Organize Commands

For now, the organize slices we support are Managed Redshift, Athena, and Snowflake. And within there, we provide the ability to create and manipulate multiple levels of transformations.

Type of transformations

Transformations are written as SQL queries in the dialect of the underlying query engine. The results of the transformations are written into a destination table. The destination table can be of two types, defined by the table-type attribute.

  1. Regular table
  2. Partitioned table

The way the results of the transformation are written into the destination table are determined by the update-mode attribute. Update mode can be on of

  1. replace - this mode replaces all the rows of the destination table with the results of the transformation query. This is a wipe and load operation.
  2. append - in this mode, the transformation query result rows are inserted into the destination table, rows already in the destination table are not updated.
  3. merge - in this mode, the transformation query can have rows that indicate that the destination table rows have to be inserted, updated, or even deleted. This mode allows for efficient incremental updates to destination tables.

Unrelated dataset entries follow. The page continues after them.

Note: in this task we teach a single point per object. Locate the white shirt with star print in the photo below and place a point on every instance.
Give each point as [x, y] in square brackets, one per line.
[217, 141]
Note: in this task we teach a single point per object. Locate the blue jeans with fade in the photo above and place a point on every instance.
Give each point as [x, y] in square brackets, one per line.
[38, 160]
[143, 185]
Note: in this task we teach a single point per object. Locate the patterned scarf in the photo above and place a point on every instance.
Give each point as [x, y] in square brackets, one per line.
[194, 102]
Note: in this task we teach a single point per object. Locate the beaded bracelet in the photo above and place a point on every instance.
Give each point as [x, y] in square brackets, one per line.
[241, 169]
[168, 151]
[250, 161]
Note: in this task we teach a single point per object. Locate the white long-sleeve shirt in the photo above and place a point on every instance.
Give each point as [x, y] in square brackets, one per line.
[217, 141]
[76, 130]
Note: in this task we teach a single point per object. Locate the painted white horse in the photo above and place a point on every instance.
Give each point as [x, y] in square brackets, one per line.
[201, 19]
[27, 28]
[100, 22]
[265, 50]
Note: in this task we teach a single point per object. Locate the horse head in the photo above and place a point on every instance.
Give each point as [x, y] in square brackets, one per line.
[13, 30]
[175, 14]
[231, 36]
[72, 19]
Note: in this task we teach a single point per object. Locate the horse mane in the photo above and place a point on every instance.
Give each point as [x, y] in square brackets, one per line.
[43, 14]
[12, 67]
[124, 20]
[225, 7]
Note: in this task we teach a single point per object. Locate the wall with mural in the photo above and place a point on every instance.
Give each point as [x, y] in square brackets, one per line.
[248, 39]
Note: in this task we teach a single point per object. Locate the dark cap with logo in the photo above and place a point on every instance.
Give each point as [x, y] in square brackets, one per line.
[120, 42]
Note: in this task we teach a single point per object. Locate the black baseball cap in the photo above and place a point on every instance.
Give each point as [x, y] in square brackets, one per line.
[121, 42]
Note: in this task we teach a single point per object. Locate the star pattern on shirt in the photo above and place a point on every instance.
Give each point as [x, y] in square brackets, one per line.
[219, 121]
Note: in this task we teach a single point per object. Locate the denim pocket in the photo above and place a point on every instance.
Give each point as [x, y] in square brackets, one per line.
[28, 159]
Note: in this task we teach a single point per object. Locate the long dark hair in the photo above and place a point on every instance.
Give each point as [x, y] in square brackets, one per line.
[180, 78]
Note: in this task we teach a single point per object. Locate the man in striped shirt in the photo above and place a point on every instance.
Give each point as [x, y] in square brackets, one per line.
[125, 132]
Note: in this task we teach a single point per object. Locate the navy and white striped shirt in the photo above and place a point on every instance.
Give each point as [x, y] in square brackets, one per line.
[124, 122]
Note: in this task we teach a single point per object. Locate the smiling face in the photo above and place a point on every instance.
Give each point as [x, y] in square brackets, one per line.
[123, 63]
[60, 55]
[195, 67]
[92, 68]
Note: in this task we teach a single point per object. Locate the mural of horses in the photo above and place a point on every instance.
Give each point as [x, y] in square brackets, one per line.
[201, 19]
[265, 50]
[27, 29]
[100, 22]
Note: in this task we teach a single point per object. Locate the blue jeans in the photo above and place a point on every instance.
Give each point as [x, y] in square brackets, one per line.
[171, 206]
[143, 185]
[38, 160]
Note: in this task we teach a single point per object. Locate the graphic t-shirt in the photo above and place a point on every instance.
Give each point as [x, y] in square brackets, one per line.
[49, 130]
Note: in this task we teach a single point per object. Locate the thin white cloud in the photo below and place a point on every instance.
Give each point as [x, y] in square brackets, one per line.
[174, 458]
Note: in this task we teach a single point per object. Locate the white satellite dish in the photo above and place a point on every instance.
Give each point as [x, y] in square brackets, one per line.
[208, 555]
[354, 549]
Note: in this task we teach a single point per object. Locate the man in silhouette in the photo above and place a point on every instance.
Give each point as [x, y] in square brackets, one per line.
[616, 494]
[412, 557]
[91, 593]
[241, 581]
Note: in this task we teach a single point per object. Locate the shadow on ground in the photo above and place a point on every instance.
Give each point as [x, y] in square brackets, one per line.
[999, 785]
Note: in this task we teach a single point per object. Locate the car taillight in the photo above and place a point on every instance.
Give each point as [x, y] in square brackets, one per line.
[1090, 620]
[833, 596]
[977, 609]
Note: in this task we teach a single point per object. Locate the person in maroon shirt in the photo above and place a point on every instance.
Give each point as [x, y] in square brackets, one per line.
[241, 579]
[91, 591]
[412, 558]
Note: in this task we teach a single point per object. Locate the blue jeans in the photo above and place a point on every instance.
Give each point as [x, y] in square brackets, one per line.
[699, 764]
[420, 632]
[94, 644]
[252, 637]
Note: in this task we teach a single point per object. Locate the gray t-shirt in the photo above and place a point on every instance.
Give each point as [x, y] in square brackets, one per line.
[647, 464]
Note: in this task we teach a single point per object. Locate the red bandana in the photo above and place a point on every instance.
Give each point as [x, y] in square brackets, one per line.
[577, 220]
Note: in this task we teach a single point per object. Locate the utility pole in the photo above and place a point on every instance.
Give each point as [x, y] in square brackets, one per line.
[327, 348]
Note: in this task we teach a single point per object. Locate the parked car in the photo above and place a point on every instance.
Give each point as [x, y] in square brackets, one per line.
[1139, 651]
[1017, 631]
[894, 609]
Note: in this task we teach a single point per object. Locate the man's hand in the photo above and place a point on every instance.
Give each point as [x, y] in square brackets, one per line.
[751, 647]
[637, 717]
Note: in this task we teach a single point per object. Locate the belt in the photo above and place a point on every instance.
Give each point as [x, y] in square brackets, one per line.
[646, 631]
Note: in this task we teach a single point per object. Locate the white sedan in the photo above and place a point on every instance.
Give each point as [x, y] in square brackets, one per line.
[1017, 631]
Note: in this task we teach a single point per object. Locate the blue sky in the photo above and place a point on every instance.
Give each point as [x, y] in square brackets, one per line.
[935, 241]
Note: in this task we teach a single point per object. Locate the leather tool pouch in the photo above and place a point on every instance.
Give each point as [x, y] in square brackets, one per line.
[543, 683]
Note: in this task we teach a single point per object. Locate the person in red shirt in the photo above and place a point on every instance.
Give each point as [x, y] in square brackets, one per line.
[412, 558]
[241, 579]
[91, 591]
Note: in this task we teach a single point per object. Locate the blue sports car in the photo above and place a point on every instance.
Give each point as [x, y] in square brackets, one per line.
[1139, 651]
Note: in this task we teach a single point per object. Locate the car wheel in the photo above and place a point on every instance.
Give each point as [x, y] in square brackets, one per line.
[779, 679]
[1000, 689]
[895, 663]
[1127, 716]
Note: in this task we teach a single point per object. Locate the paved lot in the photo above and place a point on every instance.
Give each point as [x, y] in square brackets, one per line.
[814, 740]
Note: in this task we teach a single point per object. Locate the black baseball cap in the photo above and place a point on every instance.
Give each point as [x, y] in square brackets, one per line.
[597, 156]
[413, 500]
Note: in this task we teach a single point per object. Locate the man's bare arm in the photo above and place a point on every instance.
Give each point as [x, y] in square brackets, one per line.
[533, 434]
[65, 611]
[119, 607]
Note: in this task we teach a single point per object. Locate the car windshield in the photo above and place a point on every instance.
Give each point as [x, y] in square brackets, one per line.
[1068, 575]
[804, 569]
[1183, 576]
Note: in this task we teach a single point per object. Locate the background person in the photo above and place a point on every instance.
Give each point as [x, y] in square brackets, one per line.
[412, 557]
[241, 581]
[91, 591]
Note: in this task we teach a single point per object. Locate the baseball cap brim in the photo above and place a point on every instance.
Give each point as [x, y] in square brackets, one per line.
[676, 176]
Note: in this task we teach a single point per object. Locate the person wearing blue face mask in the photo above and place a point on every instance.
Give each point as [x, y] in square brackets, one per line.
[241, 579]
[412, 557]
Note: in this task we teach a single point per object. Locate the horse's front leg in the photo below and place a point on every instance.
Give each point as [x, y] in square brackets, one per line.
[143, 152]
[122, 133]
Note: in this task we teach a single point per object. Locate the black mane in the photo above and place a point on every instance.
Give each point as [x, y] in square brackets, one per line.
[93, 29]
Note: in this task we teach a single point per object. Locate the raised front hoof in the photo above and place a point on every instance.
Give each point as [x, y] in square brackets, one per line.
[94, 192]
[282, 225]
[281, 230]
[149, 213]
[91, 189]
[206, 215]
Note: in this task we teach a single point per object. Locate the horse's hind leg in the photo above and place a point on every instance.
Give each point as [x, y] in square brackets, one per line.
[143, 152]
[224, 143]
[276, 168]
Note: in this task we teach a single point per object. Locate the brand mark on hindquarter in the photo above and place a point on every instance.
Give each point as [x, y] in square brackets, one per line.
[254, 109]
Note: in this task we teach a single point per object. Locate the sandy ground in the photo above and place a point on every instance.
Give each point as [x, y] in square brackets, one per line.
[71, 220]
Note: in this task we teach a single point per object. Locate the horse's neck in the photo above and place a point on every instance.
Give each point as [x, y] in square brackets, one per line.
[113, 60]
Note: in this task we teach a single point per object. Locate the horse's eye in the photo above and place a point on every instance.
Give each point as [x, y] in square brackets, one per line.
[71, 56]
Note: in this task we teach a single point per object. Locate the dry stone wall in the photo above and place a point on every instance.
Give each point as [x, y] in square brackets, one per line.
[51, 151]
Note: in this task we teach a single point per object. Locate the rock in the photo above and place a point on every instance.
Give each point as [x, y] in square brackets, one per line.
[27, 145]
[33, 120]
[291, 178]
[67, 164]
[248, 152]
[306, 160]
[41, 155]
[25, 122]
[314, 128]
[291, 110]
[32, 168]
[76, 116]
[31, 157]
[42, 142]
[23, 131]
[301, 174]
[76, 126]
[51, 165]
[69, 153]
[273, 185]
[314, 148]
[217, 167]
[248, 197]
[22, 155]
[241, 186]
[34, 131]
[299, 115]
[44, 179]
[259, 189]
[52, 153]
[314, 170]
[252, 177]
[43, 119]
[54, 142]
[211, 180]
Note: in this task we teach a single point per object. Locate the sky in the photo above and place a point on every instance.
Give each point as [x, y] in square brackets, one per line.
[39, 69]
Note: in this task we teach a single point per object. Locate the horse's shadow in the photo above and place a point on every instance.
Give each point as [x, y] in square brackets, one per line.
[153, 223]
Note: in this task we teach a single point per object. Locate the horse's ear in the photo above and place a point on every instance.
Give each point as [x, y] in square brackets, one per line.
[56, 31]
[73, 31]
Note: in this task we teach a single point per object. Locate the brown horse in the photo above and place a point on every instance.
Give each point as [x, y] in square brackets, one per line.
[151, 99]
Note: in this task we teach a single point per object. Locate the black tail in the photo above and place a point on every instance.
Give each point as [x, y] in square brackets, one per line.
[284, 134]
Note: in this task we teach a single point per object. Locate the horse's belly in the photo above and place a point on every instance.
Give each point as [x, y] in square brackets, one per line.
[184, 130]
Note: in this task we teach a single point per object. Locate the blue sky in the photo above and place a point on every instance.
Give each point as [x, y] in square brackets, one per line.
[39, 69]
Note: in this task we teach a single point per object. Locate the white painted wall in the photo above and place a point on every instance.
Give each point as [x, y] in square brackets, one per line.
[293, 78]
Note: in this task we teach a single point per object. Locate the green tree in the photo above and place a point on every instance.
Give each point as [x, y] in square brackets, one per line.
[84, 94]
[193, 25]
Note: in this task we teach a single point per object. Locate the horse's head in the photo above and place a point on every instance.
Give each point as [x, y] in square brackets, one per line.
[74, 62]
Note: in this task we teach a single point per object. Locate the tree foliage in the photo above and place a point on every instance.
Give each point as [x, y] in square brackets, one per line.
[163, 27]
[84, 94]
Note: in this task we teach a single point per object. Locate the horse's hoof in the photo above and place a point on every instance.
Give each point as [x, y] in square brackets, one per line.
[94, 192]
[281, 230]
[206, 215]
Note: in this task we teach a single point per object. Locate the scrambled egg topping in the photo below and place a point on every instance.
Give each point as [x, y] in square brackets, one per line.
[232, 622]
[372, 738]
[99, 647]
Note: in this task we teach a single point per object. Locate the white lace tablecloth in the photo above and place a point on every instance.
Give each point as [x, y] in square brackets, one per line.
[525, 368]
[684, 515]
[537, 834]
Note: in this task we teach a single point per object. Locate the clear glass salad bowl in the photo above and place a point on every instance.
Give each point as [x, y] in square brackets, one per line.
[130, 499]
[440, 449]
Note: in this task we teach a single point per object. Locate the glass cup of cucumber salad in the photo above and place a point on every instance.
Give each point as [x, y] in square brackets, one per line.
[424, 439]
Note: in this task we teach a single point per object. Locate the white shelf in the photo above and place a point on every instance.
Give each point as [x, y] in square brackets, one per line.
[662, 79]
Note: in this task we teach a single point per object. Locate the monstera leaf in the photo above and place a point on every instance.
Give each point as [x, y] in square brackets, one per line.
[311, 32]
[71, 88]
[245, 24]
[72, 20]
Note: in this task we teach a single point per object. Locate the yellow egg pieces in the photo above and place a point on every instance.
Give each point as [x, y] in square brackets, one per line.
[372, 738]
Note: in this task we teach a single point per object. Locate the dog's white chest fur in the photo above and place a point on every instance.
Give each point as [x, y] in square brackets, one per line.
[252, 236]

For regular tables, all update modes are allowed. But, for partitioned tables, only append mode is allowed.

Click here for more information. You will also need to define the frequency of the transformation, and the schema and name of the destination table.
Destination table configuration like sort keys and distribution keys are optional parameters.

Create a transformation

Use a DPL file

Creating a MV is as easy as writing an SQL statement. Use DPL file to create a MV with the command below.

datacoral organize matview-create --dpl-file <mv_file_name.dpl>

A DPL file has following format

/**
* @datacoral
* @matview-schema schemaname
* @matview-name tablename
* @table-type regular
* @update-mode merge
* @interval-in-minutes 5
* @primary-keys id
*/
select * from mysqltest.mv_regular;

Note: You can only specify an existing <schema name> as the value for @matview-schema.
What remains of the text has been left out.